Finn was horrified to see his baby sister point at him and then at Charlie. She wanted him to find out what was wrong. Not because she couldn’t but, he knew, she was trying to get her brothers to be friendlier to the woman she considered her half-sister. To be closer. Even though she knew that her family—her real family—didn’t want that at all.
When he shook his head, she widened her eyes and bared her fangs.
Finn dropped his elbows on the table, buried his hands in his hair, and took in a deep breath, then let it out.
After a few seconds, he unwillingly asked, “Problem?”
“Max is in it again.”
“Who did she kill now?” Keane asked around his beer. Quickly followed by, “Owww! Don’t kick me!” to their baby sister.
“No one yet,” Charlie replied, her fingers quickly moving across the screen of her phone.
Then she added with a wide smile, “But the night is young.”
“Do we need to go?” a bear asked.
She sighed. “Yeah, I . . .”
/>
As soon as she lifted her gaze and locked it on Finn, he knew he was in trouble.
“No,” he immediately told her. “No, no, no.”
“If you help now,” she told him in a singsong voice, “then I can batter her like a ram until she has no choice but to help you guys.”
“No.”
“That’s Yangs all over the world assisting you,” she reminded him, still smiling. “You really can’t do better.
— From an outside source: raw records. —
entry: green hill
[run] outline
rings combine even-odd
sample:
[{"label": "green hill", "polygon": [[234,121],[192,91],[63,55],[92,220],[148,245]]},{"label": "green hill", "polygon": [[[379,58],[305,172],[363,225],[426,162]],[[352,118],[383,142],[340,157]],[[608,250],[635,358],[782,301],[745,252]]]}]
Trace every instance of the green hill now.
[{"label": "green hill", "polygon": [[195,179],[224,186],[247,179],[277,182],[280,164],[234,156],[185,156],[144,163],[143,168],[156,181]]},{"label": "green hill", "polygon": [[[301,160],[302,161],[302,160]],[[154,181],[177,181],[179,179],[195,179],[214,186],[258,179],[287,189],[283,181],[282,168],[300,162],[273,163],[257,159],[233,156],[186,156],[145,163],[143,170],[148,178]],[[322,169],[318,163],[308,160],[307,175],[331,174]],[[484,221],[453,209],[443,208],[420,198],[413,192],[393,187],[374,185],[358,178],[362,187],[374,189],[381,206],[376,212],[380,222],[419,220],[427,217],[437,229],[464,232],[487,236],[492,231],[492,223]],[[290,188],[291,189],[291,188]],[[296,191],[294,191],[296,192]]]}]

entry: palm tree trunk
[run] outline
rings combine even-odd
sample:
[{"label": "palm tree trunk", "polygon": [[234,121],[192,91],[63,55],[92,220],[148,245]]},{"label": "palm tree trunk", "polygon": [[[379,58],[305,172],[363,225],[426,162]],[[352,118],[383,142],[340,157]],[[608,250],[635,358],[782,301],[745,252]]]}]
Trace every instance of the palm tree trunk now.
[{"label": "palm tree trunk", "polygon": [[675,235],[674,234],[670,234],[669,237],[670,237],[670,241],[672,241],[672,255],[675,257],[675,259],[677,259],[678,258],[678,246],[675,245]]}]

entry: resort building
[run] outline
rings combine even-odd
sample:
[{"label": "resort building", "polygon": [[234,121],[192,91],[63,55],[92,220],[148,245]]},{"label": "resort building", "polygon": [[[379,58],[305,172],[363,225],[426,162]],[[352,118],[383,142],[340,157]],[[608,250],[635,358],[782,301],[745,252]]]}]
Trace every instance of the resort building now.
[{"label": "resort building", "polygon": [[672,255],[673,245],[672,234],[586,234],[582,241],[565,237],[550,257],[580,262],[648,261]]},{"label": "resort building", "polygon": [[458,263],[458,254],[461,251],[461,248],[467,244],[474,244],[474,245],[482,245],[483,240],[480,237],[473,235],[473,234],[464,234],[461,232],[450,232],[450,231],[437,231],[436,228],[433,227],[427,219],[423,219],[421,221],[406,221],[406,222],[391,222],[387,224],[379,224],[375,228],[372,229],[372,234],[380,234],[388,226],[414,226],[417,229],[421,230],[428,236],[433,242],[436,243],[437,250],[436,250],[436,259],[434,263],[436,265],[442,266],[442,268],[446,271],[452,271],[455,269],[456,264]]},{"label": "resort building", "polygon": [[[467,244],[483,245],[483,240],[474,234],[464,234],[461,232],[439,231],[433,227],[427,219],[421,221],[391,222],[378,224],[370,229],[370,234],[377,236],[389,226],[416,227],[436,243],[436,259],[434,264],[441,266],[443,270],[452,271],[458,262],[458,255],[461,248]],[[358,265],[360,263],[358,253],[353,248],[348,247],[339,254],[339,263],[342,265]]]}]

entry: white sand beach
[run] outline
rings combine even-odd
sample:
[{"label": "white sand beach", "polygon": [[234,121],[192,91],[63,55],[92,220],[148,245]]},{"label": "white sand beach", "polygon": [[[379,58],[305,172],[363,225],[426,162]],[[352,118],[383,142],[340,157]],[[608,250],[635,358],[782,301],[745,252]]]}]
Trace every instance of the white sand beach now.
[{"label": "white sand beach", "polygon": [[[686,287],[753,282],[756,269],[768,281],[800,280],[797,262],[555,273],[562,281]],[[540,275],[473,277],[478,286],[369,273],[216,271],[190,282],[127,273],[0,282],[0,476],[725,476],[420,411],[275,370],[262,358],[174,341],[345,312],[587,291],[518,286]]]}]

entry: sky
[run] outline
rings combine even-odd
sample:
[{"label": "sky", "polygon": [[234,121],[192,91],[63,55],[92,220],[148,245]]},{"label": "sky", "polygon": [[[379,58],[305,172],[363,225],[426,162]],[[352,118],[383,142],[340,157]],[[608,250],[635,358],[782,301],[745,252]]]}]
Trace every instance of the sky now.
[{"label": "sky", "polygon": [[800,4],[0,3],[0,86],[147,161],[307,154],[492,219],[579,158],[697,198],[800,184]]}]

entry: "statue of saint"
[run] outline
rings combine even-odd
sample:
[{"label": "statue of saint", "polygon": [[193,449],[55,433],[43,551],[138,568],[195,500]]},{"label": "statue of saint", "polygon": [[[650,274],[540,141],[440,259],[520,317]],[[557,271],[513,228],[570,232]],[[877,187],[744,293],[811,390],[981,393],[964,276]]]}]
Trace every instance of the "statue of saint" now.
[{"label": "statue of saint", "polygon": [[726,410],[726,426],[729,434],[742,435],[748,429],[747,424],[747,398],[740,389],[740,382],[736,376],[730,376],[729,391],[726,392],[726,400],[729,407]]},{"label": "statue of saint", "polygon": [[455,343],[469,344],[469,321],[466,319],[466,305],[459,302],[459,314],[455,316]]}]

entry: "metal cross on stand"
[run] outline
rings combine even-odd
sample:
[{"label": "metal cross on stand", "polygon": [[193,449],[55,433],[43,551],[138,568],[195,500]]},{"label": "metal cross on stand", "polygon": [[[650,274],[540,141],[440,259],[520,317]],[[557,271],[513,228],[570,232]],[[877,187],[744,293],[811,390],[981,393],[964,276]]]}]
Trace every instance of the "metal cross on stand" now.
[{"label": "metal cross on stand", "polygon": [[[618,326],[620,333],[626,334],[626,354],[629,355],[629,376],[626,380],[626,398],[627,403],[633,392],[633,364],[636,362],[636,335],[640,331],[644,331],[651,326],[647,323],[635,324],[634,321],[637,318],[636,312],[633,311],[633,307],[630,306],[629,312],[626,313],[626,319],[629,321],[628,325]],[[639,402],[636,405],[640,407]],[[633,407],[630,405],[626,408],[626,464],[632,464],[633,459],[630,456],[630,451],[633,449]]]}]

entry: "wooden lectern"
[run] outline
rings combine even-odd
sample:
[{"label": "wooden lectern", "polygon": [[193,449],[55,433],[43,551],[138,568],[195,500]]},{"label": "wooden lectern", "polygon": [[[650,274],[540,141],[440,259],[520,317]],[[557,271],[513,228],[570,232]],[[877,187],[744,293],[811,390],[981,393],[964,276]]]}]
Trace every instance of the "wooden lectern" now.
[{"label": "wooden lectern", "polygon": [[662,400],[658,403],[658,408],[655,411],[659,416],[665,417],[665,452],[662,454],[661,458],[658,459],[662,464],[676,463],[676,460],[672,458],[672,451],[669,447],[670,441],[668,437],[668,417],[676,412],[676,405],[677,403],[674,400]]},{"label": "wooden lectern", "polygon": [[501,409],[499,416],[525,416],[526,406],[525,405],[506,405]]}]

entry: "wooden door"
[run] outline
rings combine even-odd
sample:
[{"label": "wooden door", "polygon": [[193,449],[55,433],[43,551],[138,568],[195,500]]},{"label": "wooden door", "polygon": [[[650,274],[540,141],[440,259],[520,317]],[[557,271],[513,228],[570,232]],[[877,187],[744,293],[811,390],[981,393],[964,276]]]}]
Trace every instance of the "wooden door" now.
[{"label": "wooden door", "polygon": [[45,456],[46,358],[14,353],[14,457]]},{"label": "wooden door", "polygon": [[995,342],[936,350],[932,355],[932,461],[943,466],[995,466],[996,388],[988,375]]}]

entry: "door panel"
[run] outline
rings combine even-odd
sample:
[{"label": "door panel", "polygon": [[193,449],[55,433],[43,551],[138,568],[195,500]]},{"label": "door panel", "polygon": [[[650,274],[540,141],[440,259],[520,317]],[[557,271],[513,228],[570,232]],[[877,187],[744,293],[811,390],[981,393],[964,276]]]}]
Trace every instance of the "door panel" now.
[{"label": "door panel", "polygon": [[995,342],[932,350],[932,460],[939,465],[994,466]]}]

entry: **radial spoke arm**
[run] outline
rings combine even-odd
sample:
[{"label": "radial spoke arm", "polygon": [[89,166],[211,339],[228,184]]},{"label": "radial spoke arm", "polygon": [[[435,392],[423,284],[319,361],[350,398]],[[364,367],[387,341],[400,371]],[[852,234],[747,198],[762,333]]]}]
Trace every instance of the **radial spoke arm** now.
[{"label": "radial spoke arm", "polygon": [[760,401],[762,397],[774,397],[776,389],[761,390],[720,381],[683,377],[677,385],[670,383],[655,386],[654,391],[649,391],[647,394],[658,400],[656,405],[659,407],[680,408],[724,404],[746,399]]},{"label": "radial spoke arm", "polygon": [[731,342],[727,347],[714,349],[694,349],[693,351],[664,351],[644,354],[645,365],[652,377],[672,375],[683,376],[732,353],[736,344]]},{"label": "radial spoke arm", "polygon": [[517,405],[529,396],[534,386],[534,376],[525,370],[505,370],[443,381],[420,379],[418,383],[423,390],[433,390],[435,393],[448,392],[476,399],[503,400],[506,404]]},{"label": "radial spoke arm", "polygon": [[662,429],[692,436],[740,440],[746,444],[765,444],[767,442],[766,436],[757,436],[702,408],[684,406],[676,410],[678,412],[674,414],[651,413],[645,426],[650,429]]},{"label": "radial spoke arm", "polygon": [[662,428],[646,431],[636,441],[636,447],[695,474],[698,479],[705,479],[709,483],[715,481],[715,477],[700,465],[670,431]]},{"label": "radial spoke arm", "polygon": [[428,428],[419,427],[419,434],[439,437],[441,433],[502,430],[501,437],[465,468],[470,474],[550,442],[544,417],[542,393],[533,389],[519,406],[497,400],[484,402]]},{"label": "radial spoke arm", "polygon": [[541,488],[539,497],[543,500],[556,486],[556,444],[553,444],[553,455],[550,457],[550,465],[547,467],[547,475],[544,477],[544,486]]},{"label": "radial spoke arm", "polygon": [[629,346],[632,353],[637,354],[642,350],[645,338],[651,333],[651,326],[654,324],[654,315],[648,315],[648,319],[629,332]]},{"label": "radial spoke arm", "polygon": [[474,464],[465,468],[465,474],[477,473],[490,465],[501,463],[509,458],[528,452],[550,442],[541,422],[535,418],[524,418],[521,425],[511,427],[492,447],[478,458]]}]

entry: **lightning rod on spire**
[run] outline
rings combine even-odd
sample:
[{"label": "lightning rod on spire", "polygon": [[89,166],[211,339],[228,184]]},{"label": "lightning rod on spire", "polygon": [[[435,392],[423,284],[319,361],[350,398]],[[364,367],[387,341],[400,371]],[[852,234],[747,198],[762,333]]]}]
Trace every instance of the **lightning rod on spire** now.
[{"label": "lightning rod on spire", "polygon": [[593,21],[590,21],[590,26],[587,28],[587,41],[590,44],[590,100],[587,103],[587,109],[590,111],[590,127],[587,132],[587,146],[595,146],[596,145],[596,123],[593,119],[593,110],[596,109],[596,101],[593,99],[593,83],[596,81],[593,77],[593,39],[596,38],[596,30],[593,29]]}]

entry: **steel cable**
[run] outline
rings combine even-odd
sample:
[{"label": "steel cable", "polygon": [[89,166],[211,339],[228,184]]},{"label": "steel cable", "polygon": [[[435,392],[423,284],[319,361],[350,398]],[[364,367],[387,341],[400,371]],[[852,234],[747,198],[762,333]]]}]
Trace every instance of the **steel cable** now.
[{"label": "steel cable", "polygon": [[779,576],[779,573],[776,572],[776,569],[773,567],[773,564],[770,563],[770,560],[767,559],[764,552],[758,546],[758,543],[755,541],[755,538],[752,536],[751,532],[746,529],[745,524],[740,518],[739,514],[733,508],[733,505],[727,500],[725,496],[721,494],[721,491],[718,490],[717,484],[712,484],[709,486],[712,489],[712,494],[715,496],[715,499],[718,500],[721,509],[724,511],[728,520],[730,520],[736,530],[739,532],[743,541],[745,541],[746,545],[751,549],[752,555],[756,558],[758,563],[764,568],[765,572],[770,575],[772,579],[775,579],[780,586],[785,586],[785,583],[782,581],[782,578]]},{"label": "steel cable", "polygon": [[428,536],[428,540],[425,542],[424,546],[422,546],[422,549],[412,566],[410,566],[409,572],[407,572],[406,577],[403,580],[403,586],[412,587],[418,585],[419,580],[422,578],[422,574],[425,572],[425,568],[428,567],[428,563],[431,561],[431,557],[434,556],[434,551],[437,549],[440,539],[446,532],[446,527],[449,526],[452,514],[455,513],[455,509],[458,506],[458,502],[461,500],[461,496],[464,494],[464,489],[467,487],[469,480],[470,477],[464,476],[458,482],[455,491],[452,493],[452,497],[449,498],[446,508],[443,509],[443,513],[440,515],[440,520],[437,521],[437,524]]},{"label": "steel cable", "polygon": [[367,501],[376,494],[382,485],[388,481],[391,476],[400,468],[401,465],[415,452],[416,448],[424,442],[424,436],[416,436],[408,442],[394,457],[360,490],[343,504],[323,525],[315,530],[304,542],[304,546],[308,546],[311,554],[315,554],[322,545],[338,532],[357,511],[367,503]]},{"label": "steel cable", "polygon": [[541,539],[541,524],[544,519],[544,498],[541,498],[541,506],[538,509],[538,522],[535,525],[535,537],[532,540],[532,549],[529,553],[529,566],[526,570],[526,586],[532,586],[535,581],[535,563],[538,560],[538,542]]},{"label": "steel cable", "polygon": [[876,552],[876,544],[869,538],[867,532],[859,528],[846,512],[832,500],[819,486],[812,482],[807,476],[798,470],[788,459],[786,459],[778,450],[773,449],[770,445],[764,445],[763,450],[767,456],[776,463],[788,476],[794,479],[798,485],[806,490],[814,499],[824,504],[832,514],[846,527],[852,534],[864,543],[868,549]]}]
They know everybody. I mean, it won’t be resolved overnight, because Yangs have pissed off almost everybody, too, but still . . . you’ll be closer with Max than you would be with anybody else when it comes to getting the information you need.”
“Look, I’ve seen your sister work. Unless she’s down the block, by the time we get there—”
She waved off his concerns with her phone-holding hand. “I wouldn’t waste your time with that. I know my sister. First she deals with these guys, finds out who sent them, and then she does what she does.”
“And then you want my beautiful sons to kill people for your sister?” Finn’s mother demanded, tears welling in her gold eyes. Not that Finn believed any of that performance art. Like any true cat, his mother could turn on the tears without much effort. It was a gift for her, but a curse for her sons, who loved her dearly.
“I would never ask someone to kill for my sister. That’s what I’m here for.” Charlie smirked. “And I’m very good at my job.”
Keane knocked his fist on the table and when Nat and Dale had focused on him, he signed, You two, upstairs.
“I want to hear the rest of—”
“Dale!”
Nat quickly stood and grabbed her brother by the scruff of his neck. She dragged him from his seat and out of the room.
“Look,” Charlie kindly said, “if you really want my sister’s help, you all need to realize something.”
“And what’s that?” Keane asked.
“That at the end of the day . . . my sister really only helps family. And right now”—she looked around the table—“y’all ain’t family.”
chapter NINE
“That was easy,” one of his men said low.
Yeah. Too easy. He gave a hand signal for everyone to pull back. They did. Moving away from the items the five women had left behind.